People become concerned when artefacts connected to their collective memories are endangered and people think they are going to fade away.

However, how many of them are really aware of such a collective memory, except when something like this happens - in this case Tsang Tsou-choi's death?

I think we take these collective memories for granted, without proactively trying to preserve them.

Having said that, I would like to see the few remaining works of this artist that can still be found in public areas preserved.

This is not because his works were displayed at the Venice Bienniale exhibition, but because they form a part of Hong Kong's street scenes that are more or less lost now.

His writings, together with the small bakeries, family-run stores and outdoor barber shops, formed my childhood memories.

His calligraphy may not have high artistic value, but his works are definitely a more welcoming city street scene than the numerous unimaginative, commercially-driven advertising hoardings.

Franco Pang, Kwai Fong

As always, preservation should come before expansion.

This graffiti holds sentimental value for many Hong Kong residents and people who lived here in the past. There are a number of issues to be considered when deciding whether or not Tsang Tsou-choi's graffiti should be erased.

Hong Kong's need to develop would be a major reason for removing the graffiti. However, while Hong Kong must grow, there is an argument in favour of expanding and preserving what we have.

If the graffiti is erased completely, we will be erasing a part of Hong Kong and a part of ourselves.

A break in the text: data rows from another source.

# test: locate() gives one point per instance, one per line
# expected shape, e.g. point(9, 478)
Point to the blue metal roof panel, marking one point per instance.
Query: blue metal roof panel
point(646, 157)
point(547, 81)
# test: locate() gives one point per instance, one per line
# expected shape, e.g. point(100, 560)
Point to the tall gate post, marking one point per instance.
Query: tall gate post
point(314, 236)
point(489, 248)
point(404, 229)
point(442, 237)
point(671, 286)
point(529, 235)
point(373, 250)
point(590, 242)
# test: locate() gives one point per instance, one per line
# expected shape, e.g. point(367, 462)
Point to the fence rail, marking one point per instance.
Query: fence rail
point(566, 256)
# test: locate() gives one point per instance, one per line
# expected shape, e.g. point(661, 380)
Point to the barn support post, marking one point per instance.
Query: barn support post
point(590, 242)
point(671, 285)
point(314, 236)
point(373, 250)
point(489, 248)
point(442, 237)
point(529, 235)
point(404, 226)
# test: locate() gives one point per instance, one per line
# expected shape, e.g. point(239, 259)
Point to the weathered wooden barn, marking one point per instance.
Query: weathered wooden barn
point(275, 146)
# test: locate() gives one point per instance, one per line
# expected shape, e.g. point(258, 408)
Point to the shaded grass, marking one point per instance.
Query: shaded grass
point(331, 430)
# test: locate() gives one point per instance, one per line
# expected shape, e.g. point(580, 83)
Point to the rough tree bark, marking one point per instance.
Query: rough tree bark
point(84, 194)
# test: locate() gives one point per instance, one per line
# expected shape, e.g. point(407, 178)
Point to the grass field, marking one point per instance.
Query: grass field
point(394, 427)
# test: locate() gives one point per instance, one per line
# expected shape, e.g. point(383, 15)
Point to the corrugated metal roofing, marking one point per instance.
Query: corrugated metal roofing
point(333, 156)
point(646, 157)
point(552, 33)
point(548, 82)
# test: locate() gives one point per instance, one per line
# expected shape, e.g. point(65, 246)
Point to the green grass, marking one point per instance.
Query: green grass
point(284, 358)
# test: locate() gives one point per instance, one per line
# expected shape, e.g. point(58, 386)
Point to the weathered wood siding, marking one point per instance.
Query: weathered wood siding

Tsang's legacy is not just about a piece of art. When we look at what he did, it reminds us to be bold and express ourselves, and it encourages us to smile at yesterday, embrace today and be hopeful about tomorrow.

It teaches us to do what we think is right and to have no regrets.

The charcoal that stands on these walls stands as a reminder to all of us from the King of Kowloon.

Daryl Tong, North Point

Are guidelines needed for work in hot weather?

A 50-year-old worker collapsed while clearing kites and weeds from trees in Clear Water Bay country park in very hot weather ('Unions seek to protect workers from heatstroke', July 26).

This case illustrates that there are insufficient guidelines laid down in Hong Kong to protect workers when temperatures are high.

It should make us more aware of the need to ensure the safety of workers who are working in this heat. I think few employers in the city think about this.

Many of them do not allow their workers to take a break when the sun is at its fiercest, at noon. It is inhumane to exploit workers. Employers have a responsibility to look after their employees.

If clear guidelines are laid down, this will enable employers and workers to take the necessary precautions to reduce the incidence of accidents caused by the high temperatures at construction sites and in country parks.

Chow Kar-yun, Kwun Tong

What did you think of the 2007 Hong Kong Book Fair?

The book fair is a good promotion opportunity for booksellers.

It is also good for members of the public because it exposes them to many different kinds of books.

However, I would like to see more mainland publishers being introduced at next year's fair.

Since the handover, there has been a greater interaction (and merging) between culture in Hong Kong and on the mainland.

Hong Kong people are having to deal with simplified Chinese texts more frequently. Moreover, these simplified Chinese books are usually cheaper than other books with the same content.

The simplified Chinese book market has great potential in Hong Kong. Therefore, I think it would be a good idea to introduce more mainland publishers next year.